Rock guitar master Andy Timmons reflected on the work of legendary Eddie Van Halen and recalled one particular song and video that got him into his music.
Eddie’s greatness and impact are immeasurable. To this day, new generations of guitar players are still impressed with what he did back in the late 1970s and the 1980s. But according to Timmons, one of the things that was a crucial component of Ed’s music was his personality. As he told Final Resonance TV in a recent interview, an artist’s music is a voice that shows their personality in a different form.
“People’s facade and persona could be very different from the human being that they are,” Timmons explained (transcribed by Killer Guitar Rigs). “Some people are more natural, and for me, those are the ones I’m drawn to.”
“Eddie Van Halen is one of those people. Olivia [Newton-John] was one of those people. Jeff Beck was one of those people. You could just tell when somebody’s being real. They’re not having to put on anything.”
“Their music — if it’s a voice, if it’s a guitar playing — they come through their instrument, you know what I mean?”
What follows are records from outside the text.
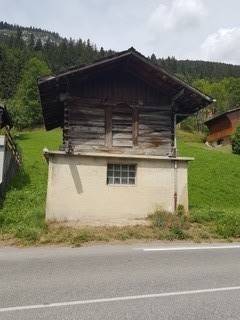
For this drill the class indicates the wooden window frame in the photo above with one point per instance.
(121, 174)
(108, 125)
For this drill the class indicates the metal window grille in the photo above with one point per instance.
(121, 174)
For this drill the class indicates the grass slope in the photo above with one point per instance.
(214, 179)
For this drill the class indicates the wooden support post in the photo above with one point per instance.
(108, 126)
(135, 126)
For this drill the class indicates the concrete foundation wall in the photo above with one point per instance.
(77, 189)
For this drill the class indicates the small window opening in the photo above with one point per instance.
(121, 174)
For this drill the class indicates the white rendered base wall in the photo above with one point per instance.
(77, 189)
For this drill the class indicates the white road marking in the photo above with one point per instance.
(115, 299)
(190, 248)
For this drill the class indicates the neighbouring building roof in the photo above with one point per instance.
(222, 115)
(5, 119)
(52, 88)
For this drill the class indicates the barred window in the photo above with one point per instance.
(121, 174)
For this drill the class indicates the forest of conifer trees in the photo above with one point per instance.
(28, 53)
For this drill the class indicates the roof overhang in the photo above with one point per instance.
(189, 102)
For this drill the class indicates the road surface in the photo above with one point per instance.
(121, 282)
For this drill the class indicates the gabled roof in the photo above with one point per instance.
(189, 102)
(222, 115)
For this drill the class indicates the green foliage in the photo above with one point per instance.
(214, 203)
(236, 141)
(25, 106)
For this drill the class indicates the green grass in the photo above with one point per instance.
(214, 179)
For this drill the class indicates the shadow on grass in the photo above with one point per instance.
(21, 136)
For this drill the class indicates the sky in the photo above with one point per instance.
(186, 29)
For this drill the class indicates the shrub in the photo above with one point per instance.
(236, 141)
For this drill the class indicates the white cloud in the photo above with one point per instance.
(224, 45)
(177, 15)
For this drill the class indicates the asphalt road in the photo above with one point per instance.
(120, 282)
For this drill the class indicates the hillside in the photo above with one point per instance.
(8, 31)
(214, 203)
(27, 53)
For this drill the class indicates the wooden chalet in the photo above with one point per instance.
(118, 158)
(223, 126)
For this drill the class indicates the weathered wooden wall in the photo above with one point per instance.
(118, 112)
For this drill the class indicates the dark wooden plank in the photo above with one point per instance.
(135, 126)
(108, 127)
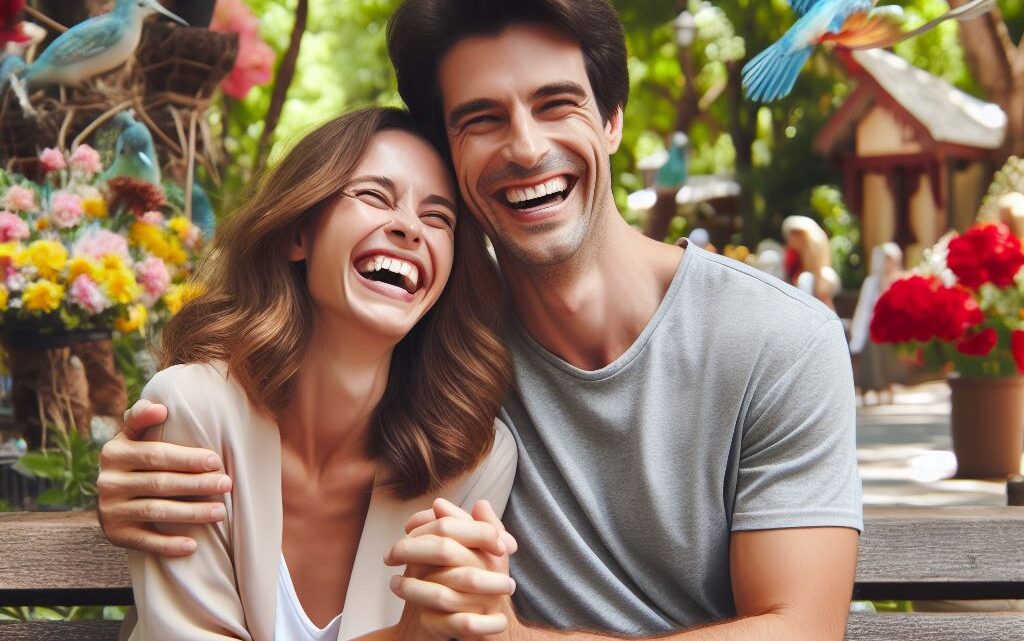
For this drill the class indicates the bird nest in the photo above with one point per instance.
(168, 84)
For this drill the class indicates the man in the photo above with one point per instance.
(685, 423)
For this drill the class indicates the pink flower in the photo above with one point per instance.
(66, 209)
(99, 243)
(254, 65)
(155, 218)
(20, 199)
(86, 294)
(86, 160)
(153, 274)
(12, 227)
(52, 160)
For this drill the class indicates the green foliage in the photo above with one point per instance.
(73, 467)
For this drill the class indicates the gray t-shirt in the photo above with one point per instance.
(732, 411)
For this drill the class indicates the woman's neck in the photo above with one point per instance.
(337, 389)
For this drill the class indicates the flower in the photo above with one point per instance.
(136, 196)
(153, 274)
(20, 199)
(12, 227)
(66, 209)
(979, 344)
(43, 296)
(52, 160)
(87, 295)
(86, 160)
(986, 253)
(48, 257)
(99, 243)
(134, 321)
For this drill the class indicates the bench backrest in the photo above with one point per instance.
(905, 553)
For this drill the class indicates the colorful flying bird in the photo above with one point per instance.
(849, 24)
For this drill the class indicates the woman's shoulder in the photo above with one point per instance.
(203, 402)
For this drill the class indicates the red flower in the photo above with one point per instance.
(1017, 347)
(978, 344)
(986, 253)
(921, 308)
(11, 28)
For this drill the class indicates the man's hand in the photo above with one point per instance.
(457, 574)
(139, 481)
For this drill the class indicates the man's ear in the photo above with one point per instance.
(613, 129)
(298, 247)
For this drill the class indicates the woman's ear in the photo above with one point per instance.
(298, 247)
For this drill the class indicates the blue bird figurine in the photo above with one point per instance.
(134, 153)
(94, 46)
(850, 24)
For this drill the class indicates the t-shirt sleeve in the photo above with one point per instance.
(798, 463)
(193, 597)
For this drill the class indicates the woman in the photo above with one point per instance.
(342, 383)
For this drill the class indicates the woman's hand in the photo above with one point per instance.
(456, 584)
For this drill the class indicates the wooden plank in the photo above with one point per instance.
(60, 631)
(942, 545)
(41, 551)
(929, 627)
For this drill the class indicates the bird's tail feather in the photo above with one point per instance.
(771, 74)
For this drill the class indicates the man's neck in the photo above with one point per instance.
(589, 311)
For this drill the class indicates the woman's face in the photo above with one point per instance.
(380, 256)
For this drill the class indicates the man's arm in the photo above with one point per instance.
(142, 482)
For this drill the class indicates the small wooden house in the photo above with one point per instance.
(915, 153)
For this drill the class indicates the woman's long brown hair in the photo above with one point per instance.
(448, 375)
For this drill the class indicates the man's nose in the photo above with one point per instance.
(526, 143)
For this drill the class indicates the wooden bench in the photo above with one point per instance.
(905, 553)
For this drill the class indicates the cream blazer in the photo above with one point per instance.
(227, 588)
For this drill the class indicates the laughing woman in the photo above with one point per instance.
(345, 364)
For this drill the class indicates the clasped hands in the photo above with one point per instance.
(456, 584)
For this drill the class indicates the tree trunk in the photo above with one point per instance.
(998, 66)
(282, 82)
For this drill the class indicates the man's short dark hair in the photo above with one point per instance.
(422, 32)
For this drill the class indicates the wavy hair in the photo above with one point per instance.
(448, 375)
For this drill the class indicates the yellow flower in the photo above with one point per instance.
(49, 257)
(80, 265)
(120, 286)
(134, 321)
(94, 207)
(42, 296)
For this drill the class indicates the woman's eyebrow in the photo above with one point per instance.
(434, 199)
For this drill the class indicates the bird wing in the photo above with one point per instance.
(878, 28)
(82, 42)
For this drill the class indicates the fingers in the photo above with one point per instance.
(141, 417)
(432, 550)
(120, 453)
(135, 538)
(470, 533)
(115, 483)
(161, 511)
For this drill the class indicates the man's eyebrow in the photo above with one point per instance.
(434, 199)
(383, 181)
(466, 109)
(560, 88)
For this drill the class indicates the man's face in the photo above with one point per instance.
(529, 147)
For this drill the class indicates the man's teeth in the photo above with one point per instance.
(521, 195)
(409, 271)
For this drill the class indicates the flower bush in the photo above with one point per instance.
(964, 306)
(81, 253)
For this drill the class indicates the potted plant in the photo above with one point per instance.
(962, 308)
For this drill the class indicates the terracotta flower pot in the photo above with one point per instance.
(987, 424)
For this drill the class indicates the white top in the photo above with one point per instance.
(292, 623)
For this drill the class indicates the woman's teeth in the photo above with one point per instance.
(390, 270)
(516, 196)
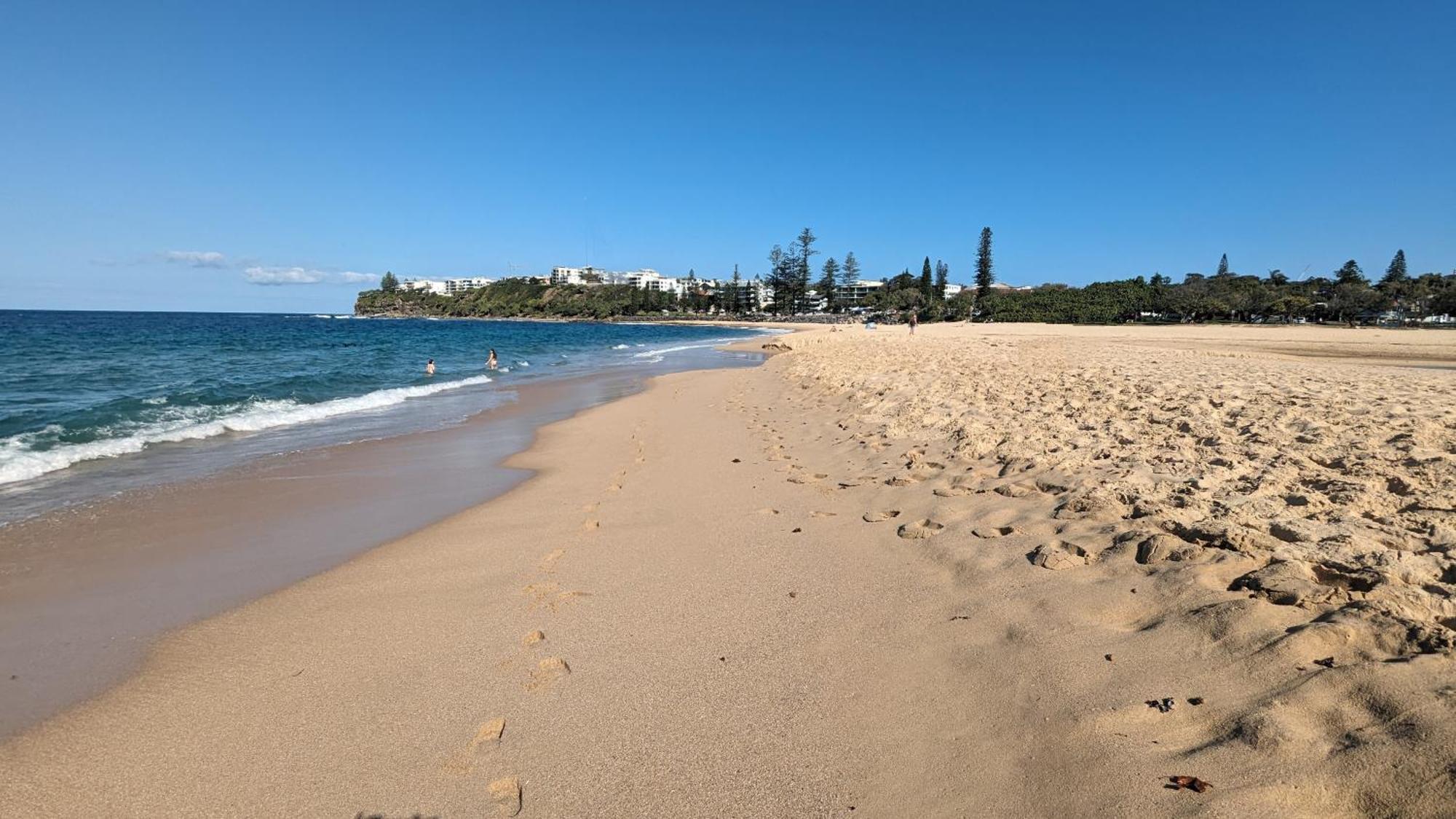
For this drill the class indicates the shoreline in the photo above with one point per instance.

According to Andy, having this honest approach to music and creating art that’s genuine is the way to go. He pointed out:
“And I think that’s why we’re talking about Ed like we are. There was no facade. There was no divide. It was his pure spirit coming out without bullshit, without trying to be someone. It was natural.”
And it was indeed natural. Sure, it’s impressive to hear a technically skilled lead guitar player. But if it comes with genuine intent, then the music will just feel completely different. But for Timmons, the moment when he really got into Eddie, where he saw his true honest approach, was the “Jump” video. He continued:
“The moment for me — and I’m sure this made people fall deeply in love with him like I did — is the ‘Jump’ video where he is just looking at the camera and smiling, playing this incredible stuff.”
“Not this persona of ‘I’m a rock god, I’m a rock star,’ there’s plenty of that comes through naturally, but man, that little impish smile like, ‘This is so much fun, I’m having a great time!’ And why not show that?”
In addition to this, Timmons also explained the importance of letting yourself show honest emotion in music. After all, that’s the whole point of music and art, right?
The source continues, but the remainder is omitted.